Setelah SVLK yang sederhana ini sudah banyak dimiliki oleh pelaku usaha yg berkenaan diatas, maka audit yg dilakukan per tahunan adalah merekap berapa meter kubik kayu yg di gunakan oleh perusahaan yg berkenaan tersebut. Hasilnya adalah kompensasi berupa prosentase biaya yg digunakan untuk reboisasi. Sebagai misal perusahaan X menggunakan kayu 1000 Meter Kubik Invoice, maka perusahaan X tersebut menggunakan rata-rata 2000 Meter kubik bahanan kayu. Dan setelah dilaporkan maka perusahaan X tersebut di kenakan beaya reboisasi dan kelestarian alam berapa persen dari komoditi kayu yg sudah mereka produksi. Bagi perusahaan yang tidak melaporkan penggunaan kayunya per tahun dan belum membayar kompensasinya, maka sanksi yg dikenakan adalah mereka tidak bisa export komoditi mereka atau memasarkan secara local.Â
Disamping itu harus ada aturan-aturan klasifikasi tariff berdasar jenis kayu, volume kayu, dan kategori perusahaan apakah itu menggunakan kayu solid, ranting-ranting, akar, kayu bekas, dsb. Asal tidak begitu memberatkan pelaku mebel, pastinya sah-sah saja dan ini bisa diterapkan. Ini bisa menjadi solusi fair bagi kita karena kita pengusaha kayu juga mendapat keuntungan dari pemakaian kayu tersebut, dan keuntungan lainnya disamping kita bebas bea audit oleh lembaga-lembaga sertifikasi maka kita lebih tahu asas manfaat dan sasarannya bahwa kompensasi uang tersebut jelas-jelas untuk penyelamatan hutan dan alam Indonesia.

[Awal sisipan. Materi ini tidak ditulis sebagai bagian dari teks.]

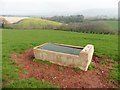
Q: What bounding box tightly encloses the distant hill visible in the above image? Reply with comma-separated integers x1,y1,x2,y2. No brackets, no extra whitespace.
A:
5,18,62,29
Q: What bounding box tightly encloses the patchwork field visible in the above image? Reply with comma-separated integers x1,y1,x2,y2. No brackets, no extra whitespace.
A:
2,29,120,88
5,18,62,29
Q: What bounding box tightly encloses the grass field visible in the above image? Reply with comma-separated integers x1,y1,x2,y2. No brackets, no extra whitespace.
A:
2,29,119,88
6,18,62,29
95,20,118,30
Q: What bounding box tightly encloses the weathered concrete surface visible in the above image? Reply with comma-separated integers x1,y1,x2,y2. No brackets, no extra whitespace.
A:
34,43,94,71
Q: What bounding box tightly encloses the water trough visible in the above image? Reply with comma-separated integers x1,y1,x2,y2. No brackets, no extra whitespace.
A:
33,43,94,71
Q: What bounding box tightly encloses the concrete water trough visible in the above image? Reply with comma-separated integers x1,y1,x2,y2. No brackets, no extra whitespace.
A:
33,43,94,71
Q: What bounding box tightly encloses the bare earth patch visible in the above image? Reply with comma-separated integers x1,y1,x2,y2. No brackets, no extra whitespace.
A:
11,49,116,88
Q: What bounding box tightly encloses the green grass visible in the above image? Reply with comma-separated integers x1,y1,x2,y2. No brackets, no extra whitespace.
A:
2,29,118,88
95,20,118,30
6,18,62,29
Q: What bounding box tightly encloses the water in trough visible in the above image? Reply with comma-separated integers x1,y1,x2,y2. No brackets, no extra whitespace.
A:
40,43,83,55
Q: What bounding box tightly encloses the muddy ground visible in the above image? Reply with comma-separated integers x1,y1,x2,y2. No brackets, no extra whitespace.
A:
11,49,116,88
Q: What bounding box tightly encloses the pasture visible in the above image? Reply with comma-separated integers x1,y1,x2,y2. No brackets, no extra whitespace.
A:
2,29,120,88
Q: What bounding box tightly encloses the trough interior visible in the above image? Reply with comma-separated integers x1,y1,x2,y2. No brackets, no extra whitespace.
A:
39,43,83,55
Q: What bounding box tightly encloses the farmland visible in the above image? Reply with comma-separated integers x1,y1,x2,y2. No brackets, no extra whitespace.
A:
6,18,62,29
2,29,119,88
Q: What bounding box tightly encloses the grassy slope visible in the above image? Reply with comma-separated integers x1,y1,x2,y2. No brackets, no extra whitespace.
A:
3,30,118,87
5,18,62,29
94,20,118,30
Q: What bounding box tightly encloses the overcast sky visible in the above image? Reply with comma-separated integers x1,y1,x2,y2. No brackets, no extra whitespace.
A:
0,0,119,14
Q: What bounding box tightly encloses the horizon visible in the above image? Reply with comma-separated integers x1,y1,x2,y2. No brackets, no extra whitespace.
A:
0,0,119,16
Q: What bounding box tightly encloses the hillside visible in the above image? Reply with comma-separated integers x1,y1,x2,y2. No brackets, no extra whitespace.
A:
5,18,62,29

Dimata dunia, kita tidak hanya membabat habis-habisan kayu Indonesia untuk bertahan hidup… NAMUN kita ada upaya menghormati alam dengan menjaga, menanam, dan melestarikannya. Mau tidak mau kita pasti memakai kayu untuk kebutuhan hidup semua orang di dunia, namun sisi kebaikan kita adalah mau bertanggung jawab turut memikul biaya pelestariannya.